Érase que se era, pero dicen que las viejas del
lugar sabían más, y hace ya muchos, muchos años, tantos que
difícil es el contarlos, que un padre con el su hijo salieron, unos
dicen que de Marchena, esotros que de Nebrixa, pero a mí se me
figura que fuera de la importante villa de Carmona, en dirección a
la ciudad de la torre enjaezada para embarcarse rumbo a esas Indias
que un almirante, por nombre don Cristóbal había descubierto no
hacía muchos años.
Esquivias tenían por nombre estos castellanos
del mediodía, y esquivos decían sus paisanos y amigos que eran,
pero no por su capricho, sino por su triste vida, que como habréis
de ir viendo, tantas pesadumbres les daban.
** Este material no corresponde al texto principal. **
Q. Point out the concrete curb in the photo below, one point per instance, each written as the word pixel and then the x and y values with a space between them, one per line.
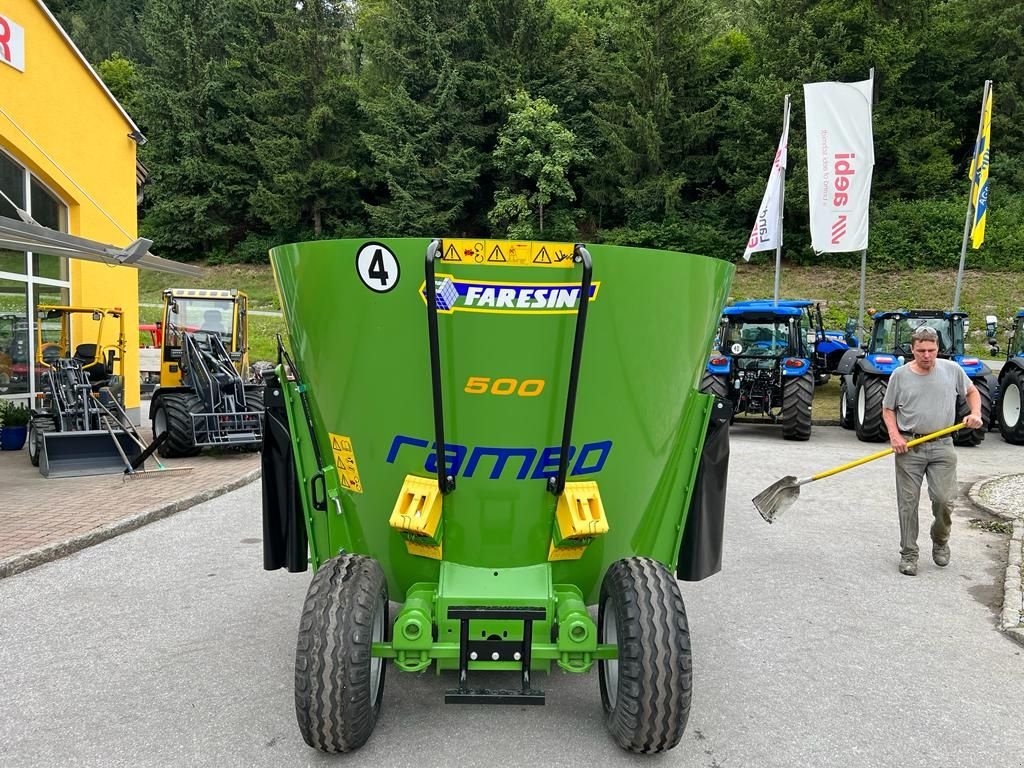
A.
pixel 32 558
pixel 1012 619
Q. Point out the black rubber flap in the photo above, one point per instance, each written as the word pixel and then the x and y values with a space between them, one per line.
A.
pixel 285 544
pixel 700 550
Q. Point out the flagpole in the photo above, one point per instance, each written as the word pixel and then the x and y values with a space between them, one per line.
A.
pixel 970 195
pixel 781 204
pixel 863 254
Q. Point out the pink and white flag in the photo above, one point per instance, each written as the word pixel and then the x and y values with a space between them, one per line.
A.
pixel 767 231
pixel 840 161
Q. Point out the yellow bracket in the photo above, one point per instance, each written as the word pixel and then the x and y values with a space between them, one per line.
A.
pixel 417 515
pixel 579 519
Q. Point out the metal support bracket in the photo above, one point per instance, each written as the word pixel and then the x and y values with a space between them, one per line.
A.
pixel 485 650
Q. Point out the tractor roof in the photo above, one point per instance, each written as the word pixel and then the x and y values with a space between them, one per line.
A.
pixel 741 310
pixel 800 303
pixel 201 293
pixel 923 313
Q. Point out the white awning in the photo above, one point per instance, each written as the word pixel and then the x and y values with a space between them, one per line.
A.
pixel 22 236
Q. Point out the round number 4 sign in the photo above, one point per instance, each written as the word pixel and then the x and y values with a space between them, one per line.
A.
pixel 378 267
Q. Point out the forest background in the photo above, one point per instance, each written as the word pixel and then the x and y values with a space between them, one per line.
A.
pixel 643 122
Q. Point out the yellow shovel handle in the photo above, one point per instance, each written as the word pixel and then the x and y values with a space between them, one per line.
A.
pixel 872 457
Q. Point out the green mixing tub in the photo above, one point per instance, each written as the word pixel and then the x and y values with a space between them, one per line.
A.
pixel 457 430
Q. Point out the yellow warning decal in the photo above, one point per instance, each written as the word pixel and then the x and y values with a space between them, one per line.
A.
pixel 507 253
pixel 344 460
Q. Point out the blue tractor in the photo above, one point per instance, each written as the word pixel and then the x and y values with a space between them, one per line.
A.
pixel 827 346
pixel 864 374
pixel 1011 382
pixel 762 366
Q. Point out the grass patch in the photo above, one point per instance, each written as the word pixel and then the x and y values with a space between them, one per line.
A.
pixel 993 526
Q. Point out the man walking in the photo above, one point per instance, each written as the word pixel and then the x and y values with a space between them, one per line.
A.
pixel 922 398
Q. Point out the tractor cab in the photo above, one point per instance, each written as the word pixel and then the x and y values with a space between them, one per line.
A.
pixel 892 331
pixel 98 347
pixel 207 316
pixel 824 347
pixel 864 375
pixel 763 366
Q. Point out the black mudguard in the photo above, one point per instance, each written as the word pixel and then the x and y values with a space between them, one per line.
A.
pixel 285 544
pixel 700 549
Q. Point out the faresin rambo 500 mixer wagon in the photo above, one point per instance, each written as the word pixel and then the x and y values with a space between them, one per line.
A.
pixel 497 435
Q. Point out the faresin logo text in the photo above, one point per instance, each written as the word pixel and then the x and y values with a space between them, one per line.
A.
pixel 455 295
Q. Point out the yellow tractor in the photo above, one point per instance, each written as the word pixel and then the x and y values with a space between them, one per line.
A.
pixel 79 426
pixel 203 398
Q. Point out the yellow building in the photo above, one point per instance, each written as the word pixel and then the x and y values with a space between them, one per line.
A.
pixel 67 159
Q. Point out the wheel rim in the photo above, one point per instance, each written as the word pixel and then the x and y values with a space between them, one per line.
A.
pixel 609 635
pixel 1012 406
pixel 376 663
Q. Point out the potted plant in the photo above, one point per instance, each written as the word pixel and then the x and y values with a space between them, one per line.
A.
pixel 13 425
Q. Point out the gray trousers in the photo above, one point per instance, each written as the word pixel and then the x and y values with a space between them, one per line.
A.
pixel 937 461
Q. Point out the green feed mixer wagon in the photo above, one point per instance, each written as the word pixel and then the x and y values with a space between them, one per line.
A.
pixel 500 436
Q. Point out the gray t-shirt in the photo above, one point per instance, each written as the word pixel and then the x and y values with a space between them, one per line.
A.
pixel 926 402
Nuño, que tal era el nombre del
padre, e Iñigo, que así respondía el rapazuelo, eran pobres de
solemnidad, del mucho frío en invierno y de la mucha hambre todo el
año, y puestos en que no tenían nada que perder dieron en pensar en
hacerse a la mar para arribar a esas nuevas tierras de las que se
decía que ataban galgos con longanizas y que las mozas eran de
pechos llenos de una leche ambrosíaca.
Tan sólo contaban con una pobre
acémila a la que, de puro flaca, se le confundía el espinazo con el
escaso vientre y que respondía al nombre alto, sonoro y
significativo de Rocina, acémila que, pobres ilusos, esperaban
cambiar por los pasajes al Nuevo Mundo.
Al poco de salir de su pueblo,
fuera éste Marchena, Nebrixa o Carmona, comentó el padre a su hijo
que montase en la cabalgadura para que no se cansase del tanto andar.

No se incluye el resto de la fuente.